Maximal subgroups of a finite group Let $G$ be a finite group acting on a finite set $X$. If the action is primitive  then the stabilizers are maximal subgroups of $G$ (converse also true).
Is there any criteria to get maximal subgroups as stabilizers, with some restriction on the "action"?
For ex. the action of $S_3$ on $X=\{1,2,3\}$ is primitive, and so stabilizers are maximal subgroups of $G$, which are Sylow-2 subgroups of $S_3$. But how can we obtain the maximal subgroup $\langle (123)\rangle$?
 A: To get an action of $S_3$ in which $\langle(1,2,3)\rangle$ is the stabilizer of a point, take $X=\{1,-1\}$, and let $S_3$ act by parity: even permutations fix both $1$ and $-1$, odd permutations swap $1$ and $-1$. Then the stabilizer of a single point, $1$, is $A_3 = \langle (1,2,3)\rangle$.
In general, if $H$ is a subgroup of $G$, then $G$ acts on the left cosets of $H$ by left multiplication, $g\cdot xH = gxH$. The stabilizer of the coset $H$ is $H$ itself.
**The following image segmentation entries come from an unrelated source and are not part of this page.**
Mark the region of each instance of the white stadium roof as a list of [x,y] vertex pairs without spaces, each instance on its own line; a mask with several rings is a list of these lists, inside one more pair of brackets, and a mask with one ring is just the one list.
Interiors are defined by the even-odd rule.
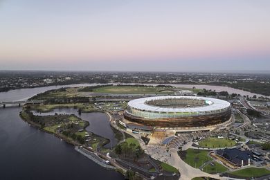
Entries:
[[[185,108],[167,108],[158,106],[150,105],[145,102],[155,100],[165,100],[165,99],[192,99],[192,100],[202,100],[210,101],[209,105],[203,107],[185,107]],[[231,106],[230,102],[215,98],[197,97],[197,96],[155,96],[148,97],[139,99],[135,99],[129,101],[127,105],[142,111],[159,111],[159,112],[203,112],[210,111],[218,111],[219,109],[228,108]]]

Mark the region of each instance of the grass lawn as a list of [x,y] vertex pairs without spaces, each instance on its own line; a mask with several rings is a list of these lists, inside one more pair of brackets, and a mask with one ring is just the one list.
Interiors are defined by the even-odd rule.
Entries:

If you have a partition of the cosets so that $G$ acts on the partition, let $K = \{ g\in G\mid gH\text{ is in the same block as }H\}$ be the collection of all elements that represent cosets in the same part of the partition as $H$. Then $K$ certainly contains $H$. I claim that $K$ is a subgroup of $G$: for if $x\in K$, then $xH$ is the same block of the partition as $H$, hence $x^{-1}(xH)$ is in the same block as $x^{-1}H$. But $x^{-1}(xH) = H$, so $x^{-1}H$ is also in the same block of the partition, hence $x^{-1}\in K$. That is, $K$ is closed under inverses. And if $x,y\in K$, $x^{-1}\in K$. Taking the cosets $x^{-1}H$ and $yH$, which are in the same block, and multiplying by $x$, we conclude that $xyH$ and $H$ are in the same block, so $xy\in K$. Thus, $K$ is a subgroup, $H\leq K \leq G$.
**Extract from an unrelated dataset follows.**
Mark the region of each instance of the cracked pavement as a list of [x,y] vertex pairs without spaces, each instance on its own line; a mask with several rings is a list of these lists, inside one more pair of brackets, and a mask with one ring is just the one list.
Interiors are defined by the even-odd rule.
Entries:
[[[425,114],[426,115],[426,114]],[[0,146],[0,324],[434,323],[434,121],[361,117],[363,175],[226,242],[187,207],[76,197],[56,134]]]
Conversely, if $K$ is a subgroup, $H\leq K\leq G$, then $K$ induces a partition of the cosets into blocks for the action of $G$: just take the cosets of $K$, and partition each into cosets of $H$.
So systems of blocks in the action of $G$ on the left cosets of $H$ correspond to subgroups $K$, $H\leq K\leq G$.
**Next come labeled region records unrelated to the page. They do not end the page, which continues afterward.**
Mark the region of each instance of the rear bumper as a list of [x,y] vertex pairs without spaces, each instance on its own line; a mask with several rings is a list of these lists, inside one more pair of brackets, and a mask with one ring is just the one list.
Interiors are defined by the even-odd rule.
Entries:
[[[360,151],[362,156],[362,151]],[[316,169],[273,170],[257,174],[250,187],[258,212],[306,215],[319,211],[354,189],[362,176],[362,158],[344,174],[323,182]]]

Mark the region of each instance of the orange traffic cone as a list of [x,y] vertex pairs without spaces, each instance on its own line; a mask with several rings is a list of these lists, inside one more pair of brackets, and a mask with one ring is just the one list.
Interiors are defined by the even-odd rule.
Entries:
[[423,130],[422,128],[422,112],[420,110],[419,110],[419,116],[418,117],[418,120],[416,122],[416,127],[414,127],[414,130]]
Hence, if $H$ is a maximal subgroup, then the action of $G$ on the cosets is primitive, since the only possible systems of blocks are the trivial and total blocks, corresponding to $H$ and to $G$. 
In particular, every maximal subgroup of $G$ is the stabilizer of a point in a primitive action of $G$, namely, $H$ is the stabilizer of $H$ in the (left) action of $G$ on the left cosets of $H$ in $G$. 
A: Here is an older version of Arturo's answer:
The symmetric group of degree n acts on polynomials in n variables.  We can view $\operatorname{Sym}(3)$ as acting on the variables $x,y,z$.
Consider its action on the polynomial $x+y$.  The orbit contains $x+y$, $x+z$, and $y+z$.  The stabilizer of $x+y$ is the maximal subgroup $\operatorname{Sym}(\{x,y\})\cong\operatorname{Sym}(2)$.
Consider its action on the polynomial $\Delta = (x−y)(x−z)(y−z)$.  The orbit has only two polynomials, $\Delta$ and $-\Delta$.  The stabilizer of $\Delta$ is the maximal subgroup $\operatorname{Alt}(\{x,y,z\})\cong\operatorname{Alt}(3)$.
You can play similar tricks with any subgroup of $\operatorname{Sym}(n)$.  This is one way to look at "resolvents".